We audited EverBank’s Preforeclosure Sale Program because it had the highest Florida preforeclosure sale claims of all servicing lenders located in Florida and more than 50 percent of its Florida Federal Housing Administration (FHA) claims were from preforeclosure sales with more than $12.9 million paid from 2011 through 2013. Our objective was to determine whether EverBank properly determined that mortgagors were eligible to participate in FHA’s Preforeclosure Sale Program.
EverBank did not properly determine that mortgagors were eligible to participate in FHA’s Preforeclosure Sale Program in accordance with HUD requirements.

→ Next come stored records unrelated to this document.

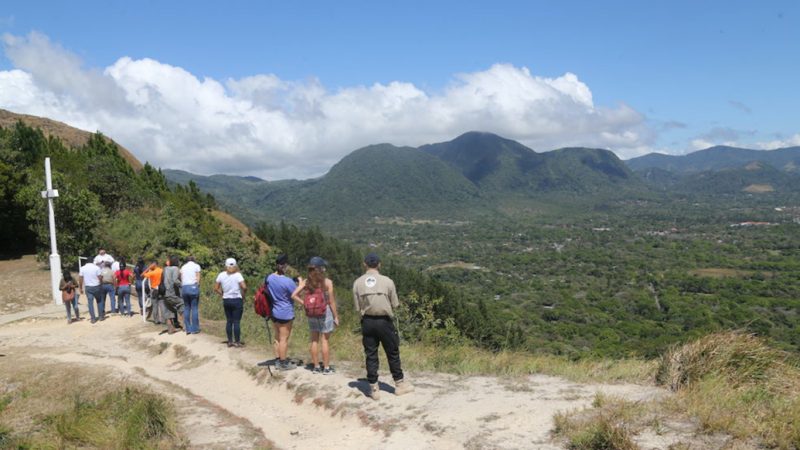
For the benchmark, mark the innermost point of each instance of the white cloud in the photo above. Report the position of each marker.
(792, 141)
(265, 126)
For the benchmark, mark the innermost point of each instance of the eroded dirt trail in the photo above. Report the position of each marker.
(225, 400)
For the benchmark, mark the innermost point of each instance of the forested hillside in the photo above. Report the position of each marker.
(104, 202)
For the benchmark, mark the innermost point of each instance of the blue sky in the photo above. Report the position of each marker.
(310, 82)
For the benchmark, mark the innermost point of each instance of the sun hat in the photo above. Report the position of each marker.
(372, 260)
(317, 262)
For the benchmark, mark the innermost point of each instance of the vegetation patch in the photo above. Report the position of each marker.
(734, 382)
(70, 406)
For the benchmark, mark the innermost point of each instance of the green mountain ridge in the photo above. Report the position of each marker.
(471, 174)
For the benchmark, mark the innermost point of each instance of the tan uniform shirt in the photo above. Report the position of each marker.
(375, 295)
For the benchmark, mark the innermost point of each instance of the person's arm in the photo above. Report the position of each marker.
(356, 308)
(393, 296)
(332, 301)
(296, 294)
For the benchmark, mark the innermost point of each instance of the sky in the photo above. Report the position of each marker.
(280, 90)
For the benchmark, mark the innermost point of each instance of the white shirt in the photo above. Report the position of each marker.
(230, 284)
(189, 273)
(103, 258)
(90, 274)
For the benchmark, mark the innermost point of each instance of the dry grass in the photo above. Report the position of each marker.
(48, 405)
(609, 424)
(734, 383)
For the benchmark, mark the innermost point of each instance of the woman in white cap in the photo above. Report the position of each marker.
(230, 284)
(322, 318)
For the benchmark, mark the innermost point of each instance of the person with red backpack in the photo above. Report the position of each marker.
(315, 293)
(280, 289)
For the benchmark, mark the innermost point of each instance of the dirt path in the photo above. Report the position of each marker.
(225, 400)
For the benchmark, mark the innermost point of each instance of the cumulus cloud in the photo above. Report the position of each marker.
(792, 141)
(265, 126)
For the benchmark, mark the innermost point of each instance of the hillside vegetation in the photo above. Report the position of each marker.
(104, 202)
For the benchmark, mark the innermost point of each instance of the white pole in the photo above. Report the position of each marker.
(145, 285)
(55, 259)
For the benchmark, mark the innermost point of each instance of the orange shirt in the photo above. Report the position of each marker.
(154, 275)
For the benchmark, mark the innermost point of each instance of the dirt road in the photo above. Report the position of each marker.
(225, 400)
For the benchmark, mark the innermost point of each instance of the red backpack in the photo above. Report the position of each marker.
(316, 303)
(263, 301)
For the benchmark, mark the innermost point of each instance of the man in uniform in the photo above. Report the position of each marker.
(375, 299)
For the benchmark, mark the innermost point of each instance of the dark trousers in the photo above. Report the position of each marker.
(380, 330)
(233, 312)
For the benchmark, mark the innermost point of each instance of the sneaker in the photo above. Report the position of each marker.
(286, 365)
(402, 387)
(374, 391)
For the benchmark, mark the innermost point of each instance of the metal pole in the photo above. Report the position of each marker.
(55, 259)
(145, 285)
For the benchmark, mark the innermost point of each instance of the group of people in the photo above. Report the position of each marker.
(173, 291)
(164, 294)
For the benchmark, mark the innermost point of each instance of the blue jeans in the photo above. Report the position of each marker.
(139, 294)
(191, 303)
(108, 291)
(95, 293)
(73, 306)
(124, 297)
(234, 308)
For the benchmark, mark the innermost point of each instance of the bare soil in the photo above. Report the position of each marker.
(226, 400)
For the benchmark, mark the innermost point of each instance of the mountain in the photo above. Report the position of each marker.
(496, 164)
(71, 136)
(474, 173)
(718, 158)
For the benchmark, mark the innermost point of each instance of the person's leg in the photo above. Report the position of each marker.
(90, 295)
(237, 319)
(276, 340)
(125, 300)
(314, 349)
(229, 307)
(284, 332)
(139, 293)
(370, 341)
(195, 313)
(110, 292)
(187, 308)
(390, 341)
(101, 303)
(75, 305)
(326, 354)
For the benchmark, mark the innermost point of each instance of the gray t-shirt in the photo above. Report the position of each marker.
(171, 281)
(375, 295)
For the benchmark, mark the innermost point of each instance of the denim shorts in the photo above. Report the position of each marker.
(321, 324)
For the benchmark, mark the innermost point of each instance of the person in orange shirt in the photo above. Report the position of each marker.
(153, 274)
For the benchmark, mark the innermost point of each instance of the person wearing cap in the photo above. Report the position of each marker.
(320, 327)
(231, 286)
(375, 298)
(280, 289)
(153, 275)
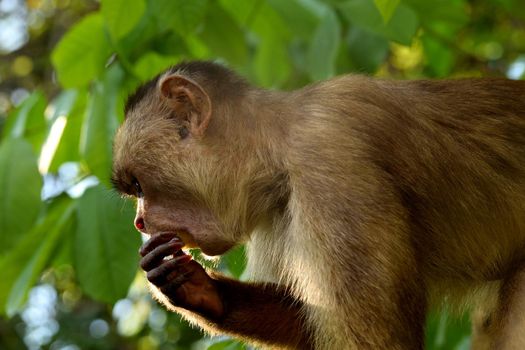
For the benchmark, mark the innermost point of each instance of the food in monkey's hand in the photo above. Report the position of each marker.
(177, 276)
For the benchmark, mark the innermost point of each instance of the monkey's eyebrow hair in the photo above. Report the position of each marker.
(118, 184)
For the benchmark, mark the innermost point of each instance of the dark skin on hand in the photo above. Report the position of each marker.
(182, 279)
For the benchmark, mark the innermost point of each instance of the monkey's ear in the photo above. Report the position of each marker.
(189, 102)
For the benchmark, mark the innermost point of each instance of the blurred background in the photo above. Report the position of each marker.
(68, 251)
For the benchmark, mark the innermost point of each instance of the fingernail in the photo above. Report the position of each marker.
(183, 259)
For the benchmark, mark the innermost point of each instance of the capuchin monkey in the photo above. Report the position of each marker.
(362, 202)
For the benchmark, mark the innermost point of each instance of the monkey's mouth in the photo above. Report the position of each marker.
(187, 238)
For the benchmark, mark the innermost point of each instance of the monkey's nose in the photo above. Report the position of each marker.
(139, 224)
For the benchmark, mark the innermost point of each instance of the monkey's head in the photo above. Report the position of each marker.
(180, 153)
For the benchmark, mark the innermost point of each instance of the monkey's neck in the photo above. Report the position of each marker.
(267, 124)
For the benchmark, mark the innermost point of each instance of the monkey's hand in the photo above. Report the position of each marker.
(182, 280)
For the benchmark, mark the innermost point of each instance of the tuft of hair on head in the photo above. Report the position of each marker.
(217, 78)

EverBank did not adequately (1) assess the mortgagors’ financial information to ensure that it properly determined the mortgagors’ default was due to an adverse and unavoidable financial situation, (2) assess the mortgagors’ ability to pay the FHA-insured mortgage and (3) substantiate that the mortgagors’ need to vacate the FHA-insured property was related to the cause of default. This condition occurred because EverBank’s interpretation of the program requirements that it adopted to qualify the mortgagors for the program was not in accordance with HUD requirements. As a result, the FHA insurance fund paid nearly $1.6 million in improper claims for 11 preforeclosure sales, including lender and mortgagors incentives.
We recommend that the Deputy Assistant Secretary for Single Family Housing require EverBank to (1) reimburse the U.S. Department of Housing and Urban Development (HUD) for the 11 ineligible preforeclosure sale claims totaling $1,567,518 and (2) develop and implement policies and procedures in accordance with HUD requirements to properly determine mortgagor eligibility for the program.